Scruton’s Modern Culture (1998) includes this book in his bibliography, labelling it “neo-Marxist debunking of the aesthetic — the last gasp of the Sixties”. Scruton’s incisive survey of “strata in the modern consciousness”, which concludes that we are in a “spiritual limbo” where public life is “moronised”, also calls urgently for a new departure, and (almost in desperation) commends the secular-minded Confucius to us. Writing Beauty though (2009), he finds a new direction — declaring that “God is beautiful”, he claims that “as Plato and Kant both saw, the feeling for beauty is proximate to the religious frame of mind, arising from a humble sense of living with imperfections, while aspiring towards the highest unity with the transcendental”. This profound and delightfully idiosyncratic little book is one of his responses to Eagleton’s Ideology, and if one were to search all Eagleton’s writing looking for evidence of an equal love of artistic beauty, one would probably search in vain.
In 2011, as if to hammer home the fact that he is no mere aesthete, Eagleton published Why Marx Was Right, a refreshingly brisk treatise which declares that, amongst other virtues, Marx was “even more hostile to the state than right-wing conservatives”, that “his model of the good life was based on the idea of artistic self-expression”, he “lavished praise on the middle class”, and that “there has been no more staunch champion of women’s emancipation and world peace”. He is determined to distance Marx from the Soviet nightmare. The reader, wondering if this splendidly enlightened figure was merely naive, might well feel prompted to go and read some of the mighty prophet for himself.

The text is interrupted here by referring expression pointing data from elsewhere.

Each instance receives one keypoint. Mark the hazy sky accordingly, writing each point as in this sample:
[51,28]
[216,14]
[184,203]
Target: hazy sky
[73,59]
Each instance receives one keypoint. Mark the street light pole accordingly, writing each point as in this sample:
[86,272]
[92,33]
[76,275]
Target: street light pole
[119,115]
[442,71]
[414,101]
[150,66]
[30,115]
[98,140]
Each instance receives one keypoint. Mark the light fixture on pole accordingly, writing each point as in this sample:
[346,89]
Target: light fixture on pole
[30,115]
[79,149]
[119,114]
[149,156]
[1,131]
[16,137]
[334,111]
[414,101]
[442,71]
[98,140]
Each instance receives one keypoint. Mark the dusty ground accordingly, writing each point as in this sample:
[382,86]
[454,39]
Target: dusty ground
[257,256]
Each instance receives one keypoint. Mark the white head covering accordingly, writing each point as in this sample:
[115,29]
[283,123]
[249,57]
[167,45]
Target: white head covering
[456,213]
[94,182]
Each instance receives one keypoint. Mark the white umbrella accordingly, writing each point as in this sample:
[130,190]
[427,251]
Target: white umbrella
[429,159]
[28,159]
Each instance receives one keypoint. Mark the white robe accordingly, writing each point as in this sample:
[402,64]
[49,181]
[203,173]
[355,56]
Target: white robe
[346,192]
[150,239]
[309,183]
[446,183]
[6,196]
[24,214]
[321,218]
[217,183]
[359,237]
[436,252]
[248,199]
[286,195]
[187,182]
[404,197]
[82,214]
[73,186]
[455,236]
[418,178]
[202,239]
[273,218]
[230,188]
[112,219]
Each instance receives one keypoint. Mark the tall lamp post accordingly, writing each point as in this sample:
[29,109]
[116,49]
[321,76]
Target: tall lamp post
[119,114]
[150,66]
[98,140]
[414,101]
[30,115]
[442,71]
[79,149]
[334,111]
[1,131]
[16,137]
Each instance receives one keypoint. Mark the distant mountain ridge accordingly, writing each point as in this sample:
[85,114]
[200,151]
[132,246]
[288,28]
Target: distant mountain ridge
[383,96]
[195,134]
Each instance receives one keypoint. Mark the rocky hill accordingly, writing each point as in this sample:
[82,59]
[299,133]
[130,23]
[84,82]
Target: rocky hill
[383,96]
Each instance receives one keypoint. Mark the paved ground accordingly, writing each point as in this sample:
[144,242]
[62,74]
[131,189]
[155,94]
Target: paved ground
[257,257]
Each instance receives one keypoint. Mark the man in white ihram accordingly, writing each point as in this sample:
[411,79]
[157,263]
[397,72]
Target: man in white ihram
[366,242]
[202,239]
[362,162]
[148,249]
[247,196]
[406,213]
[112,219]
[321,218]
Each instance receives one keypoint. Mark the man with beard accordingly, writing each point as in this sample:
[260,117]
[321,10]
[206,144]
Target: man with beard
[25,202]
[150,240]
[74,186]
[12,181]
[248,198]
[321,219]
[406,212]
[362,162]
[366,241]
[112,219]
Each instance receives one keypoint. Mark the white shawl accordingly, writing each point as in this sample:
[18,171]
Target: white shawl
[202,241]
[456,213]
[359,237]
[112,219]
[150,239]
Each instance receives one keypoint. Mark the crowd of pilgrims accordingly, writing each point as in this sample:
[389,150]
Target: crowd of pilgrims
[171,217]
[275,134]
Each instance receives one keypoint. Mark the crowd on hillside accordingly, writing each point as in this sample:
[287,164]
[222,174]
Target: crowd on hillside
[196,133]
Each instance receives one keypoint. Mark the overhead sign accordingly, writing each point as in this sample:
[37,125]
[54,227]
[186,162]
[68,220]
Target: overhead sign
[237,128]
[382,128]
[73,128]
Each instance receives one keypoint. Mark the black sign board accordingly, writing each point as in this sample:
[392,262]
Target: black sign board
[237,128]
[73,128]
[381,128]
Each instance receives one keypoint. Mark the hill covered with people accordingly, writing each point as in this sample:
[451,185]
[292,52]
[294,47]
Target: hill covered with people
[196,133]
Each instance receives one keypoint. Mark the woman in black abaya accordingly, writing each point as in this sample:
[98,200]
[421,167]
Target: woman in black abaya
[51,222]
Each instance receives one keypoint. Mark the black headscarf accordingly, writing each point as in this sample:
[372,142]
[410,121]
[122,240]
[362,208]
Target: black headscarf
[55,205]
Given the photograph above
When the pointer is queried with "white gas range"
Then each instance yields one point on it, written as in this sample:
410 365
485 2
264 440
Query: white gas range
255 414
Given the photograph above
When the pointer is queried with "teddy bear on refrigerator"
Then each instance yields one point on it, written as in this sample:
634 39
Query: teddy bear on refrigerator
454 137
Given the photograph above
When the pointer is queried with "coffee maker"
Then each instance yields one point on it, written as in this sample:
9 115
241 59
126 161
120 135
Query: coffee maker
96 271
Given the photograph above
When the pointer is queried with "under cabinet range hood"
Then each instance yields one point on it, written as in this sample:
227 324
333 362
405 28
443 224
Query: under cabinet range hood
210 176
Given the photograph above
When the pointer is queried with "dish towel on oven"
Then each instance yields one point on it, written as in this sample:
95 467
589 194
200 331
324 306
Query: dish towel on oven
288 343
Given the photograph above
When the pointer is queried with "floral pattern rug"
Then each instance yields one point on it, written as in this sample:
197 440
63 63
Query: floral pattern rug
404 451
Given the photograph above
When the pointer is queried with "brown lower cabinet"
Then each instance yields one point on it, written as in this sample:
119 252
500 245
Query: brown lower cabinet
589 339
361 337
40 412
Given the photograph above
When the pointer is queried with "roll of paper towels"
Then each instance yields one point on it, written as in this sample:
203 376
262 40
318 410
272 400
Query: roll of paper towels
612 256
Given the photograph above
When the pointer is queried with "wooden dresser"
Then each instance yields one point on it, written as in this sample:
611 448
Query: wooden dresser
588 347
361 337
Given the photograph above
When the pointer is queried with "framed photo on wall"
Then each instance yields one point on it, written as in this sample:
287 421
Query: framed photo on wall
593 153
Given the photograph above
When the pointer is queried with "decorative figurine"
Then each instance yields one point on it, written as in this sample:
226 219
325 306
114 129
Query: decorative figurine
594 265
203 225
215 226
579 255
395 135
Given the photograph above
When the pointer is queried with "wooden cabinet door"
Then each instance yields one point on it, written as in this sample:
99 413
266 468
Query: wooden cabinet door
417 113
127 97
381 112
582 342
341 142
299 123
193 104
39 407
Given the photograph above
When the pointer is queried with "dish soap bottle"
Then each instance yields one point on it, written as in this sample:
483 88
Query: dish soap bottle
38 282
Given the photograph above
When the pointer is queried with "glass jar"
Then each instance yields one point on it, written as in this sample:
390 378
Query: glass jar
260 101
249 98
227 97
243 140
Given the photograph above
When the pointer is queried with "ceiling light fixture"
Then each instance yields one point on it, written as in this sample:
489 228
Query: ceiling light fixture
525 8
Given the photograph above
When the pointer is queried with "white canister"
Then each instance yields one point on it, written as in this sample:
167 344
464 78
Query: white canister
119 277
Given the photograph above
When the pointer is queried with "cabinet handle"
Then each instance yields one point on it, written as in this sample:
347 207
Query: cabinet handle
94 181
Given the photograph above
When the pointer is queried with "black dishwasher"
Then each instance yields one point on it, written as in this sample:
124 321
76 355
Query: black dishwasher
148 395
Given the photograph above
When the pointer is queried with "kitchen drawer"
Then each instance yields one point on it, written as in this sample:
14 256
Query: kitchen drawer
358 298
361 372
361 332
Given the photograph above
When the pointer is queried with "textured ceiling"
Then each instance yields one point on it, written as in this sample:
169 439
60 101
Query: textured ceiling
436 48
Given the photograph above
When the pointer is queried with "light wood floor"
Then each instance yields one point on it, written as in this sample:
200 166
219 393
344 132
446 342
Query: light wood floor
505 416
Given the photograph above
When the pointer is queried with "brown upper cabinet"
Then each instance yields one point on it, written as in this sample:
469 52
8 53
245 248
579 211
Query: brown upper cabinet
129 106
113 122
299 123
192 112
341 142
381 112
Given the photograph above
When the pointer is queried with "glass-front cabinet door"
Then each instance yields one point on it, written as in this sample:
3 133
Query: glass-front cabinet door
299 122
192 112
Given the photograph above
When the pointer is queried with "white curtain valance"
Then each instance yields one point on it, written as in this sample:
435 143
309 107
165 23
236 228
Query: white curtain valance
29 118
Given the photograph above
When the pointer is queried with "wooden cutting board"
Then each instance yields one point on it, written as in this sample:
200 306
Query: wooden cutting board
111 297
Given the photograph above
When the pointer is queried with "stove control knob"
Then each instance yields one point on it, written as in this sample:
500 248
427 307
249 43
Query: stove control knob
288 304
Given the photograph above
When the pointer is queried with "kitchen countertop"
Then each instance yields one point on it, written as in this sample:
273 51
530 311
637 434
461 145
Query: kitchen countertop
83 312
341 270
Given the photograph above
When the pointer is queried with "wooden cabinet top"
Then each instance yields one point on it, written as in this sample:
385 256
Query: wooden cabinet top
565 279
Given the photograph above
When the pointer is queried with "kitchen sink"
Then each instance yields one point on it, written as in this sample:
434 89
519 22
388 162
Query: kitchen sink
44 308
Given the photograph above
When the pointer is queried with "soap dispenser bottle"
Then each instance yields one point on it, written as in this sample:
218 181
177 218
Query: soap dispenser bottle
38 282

In 2012, the debating forum Intelligence Squared arranged for the two to discuss their favourite topic. They agreed, in impeccably civilised tones, on some important things — that culture has become regrettably commodified; that universities succumbed to the market in setting up too many courses in business studies, etc; that high culture was not necessarily elitist; and that such things as the literary canon were not fixed entities. Eagleton did not respond to Scruton’s point that Marxists should grasp basic truths of human nature; but then Scruton was disingenuous when, asked if there could be a conservative ideology of culture, he said that it would not involve any Marx-like analysis of economic power — which left his opponent the easy retort that while conservatives certainly have an ideology, they often preferred not to articulate it. Overall, a draw in terms of performance, though Scruton was the wittier.
Now, each produces a book a year, trying as honestly and searchingly as they can to get to the bottom, or the edge, of things. Each has a publisher in the United States — Princeton for Scruton, Yale for Eagleton. And their relationship has become more complex: both have changed without being false to their past; and for both this has meant a turn towards religious thought. In 2009, Eagleton (who describes his Irish Catholic education amusingly in The Gatekeeper), produced Reason, Faith and Revolution — Reflections on the God Debate, in which he attacked the hard atheism personified in “Ditchkens” (Dawkins and Hitchens), and was hailed by James Wood as “its most vigorous critic”. Though “God does not ‘exist’ as an entity in the world”, he said, there is a less definite kind of faith which is “not primarily a belief that someone or something exists, but a commitment and allegiance — faith in something”.